Przewoźnik, któremu próba rozwijania w Europie taniej linii Transavia wywołała długi strajk pilotów w 2014 r. znalazł się znowu na niepewnym gruncie, bo musi do 24 lutego zawrzeć nowy układ zbiorowy, ale jeśli dojdą konsultacje ze związkami, to jeszcze później.
Poza zmianą tonu wynikającą z nowego planu „Trust Together" calej grupy Air France-KLM, dyrekcja francuskiej linii mnoży osłony i zachęty, aby przekonać pilotów nie tracąc nadziei na sfinalizowanie poprzedniego planu "Transform 2015".
- Nowa linia będzie należeć w calości do Air France i nie będzie można jej sprzedać. Air France zachowa wszelkie uprawnienia do wykonywania lotów — brzmi propozycja. Projekt umowy gwarantuje ponadto, że flota nowej linii o tymczasowej nazwie „Boost" nie przekroczy 18 samolotów średniego zasięgu i 10 dalekiego, linia zatrudni pilotów Air France zgodnie z zasadami i wynagrodzeniem firmy matki. Aby uniknąć wszelkich poślizgów w funduszu płac pilotów nowej linii zaproponowano załodze dodatkowe bodźce finanse zależne od wyników.
Air France przewiduje zatrudnienie ponad 1000 osób personelu pokładowego w nowej linii, która wykonałaby pierwszy lot średniego zasięgu na jesieni, a latem 2018 zaczęłaby latać na inne kontynenty. Firma chce też zatrudniać po 200 pilotów rocznie, aby zastępować odchodzących na emeryturę i zapewnić spodziewany wzrost przewozów.

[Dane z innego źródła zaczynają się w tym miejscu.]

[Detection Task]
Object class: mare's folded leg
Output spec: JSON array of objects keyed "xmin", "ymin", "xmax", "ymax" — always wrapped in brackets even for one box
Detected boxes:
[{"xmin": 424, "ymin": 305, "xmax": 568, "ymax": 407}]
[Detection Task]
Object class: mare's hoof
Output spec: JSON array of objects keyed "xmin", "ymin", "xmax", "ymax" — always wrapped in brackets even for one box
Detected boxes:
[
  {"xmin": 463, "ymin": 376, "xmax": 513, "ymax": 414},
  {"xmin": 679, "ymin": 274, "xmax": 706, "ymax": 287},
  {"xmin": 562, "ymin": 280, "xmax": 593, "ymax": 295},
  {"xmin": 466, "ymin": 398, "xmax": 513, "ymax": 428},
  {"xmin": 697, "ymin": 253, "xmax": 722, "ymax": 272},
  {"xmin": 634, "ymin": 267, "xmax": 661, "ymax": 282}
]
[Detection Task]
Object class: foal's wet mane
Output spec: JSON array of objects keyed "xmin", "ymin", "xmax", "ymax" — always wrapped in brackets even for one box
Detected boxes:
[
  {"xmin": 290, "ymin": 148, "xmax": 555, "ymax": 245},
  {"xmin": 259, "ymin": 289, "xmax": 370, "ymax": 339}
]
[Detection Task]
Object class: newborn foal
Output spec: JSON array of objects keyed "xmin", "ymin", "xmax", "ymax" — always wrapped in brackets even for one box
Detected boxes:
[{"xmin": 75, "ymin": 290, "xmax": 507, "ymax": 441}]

Stawiając na młodszych pilotów, zaczynających od niższych zarobków Air France spodziewa się zaoszczędzić 35 mln euro.
Aby nowa linia była naprawdę opłacalna, dyrekcja AF przewiduje obniżenie o ok. 15 proc. kosztów pilotów i o 40 proc. personelu pokładowego, z którym prowadzi odrębne negocjacje i ma nadzieję zakończyć je w lutym.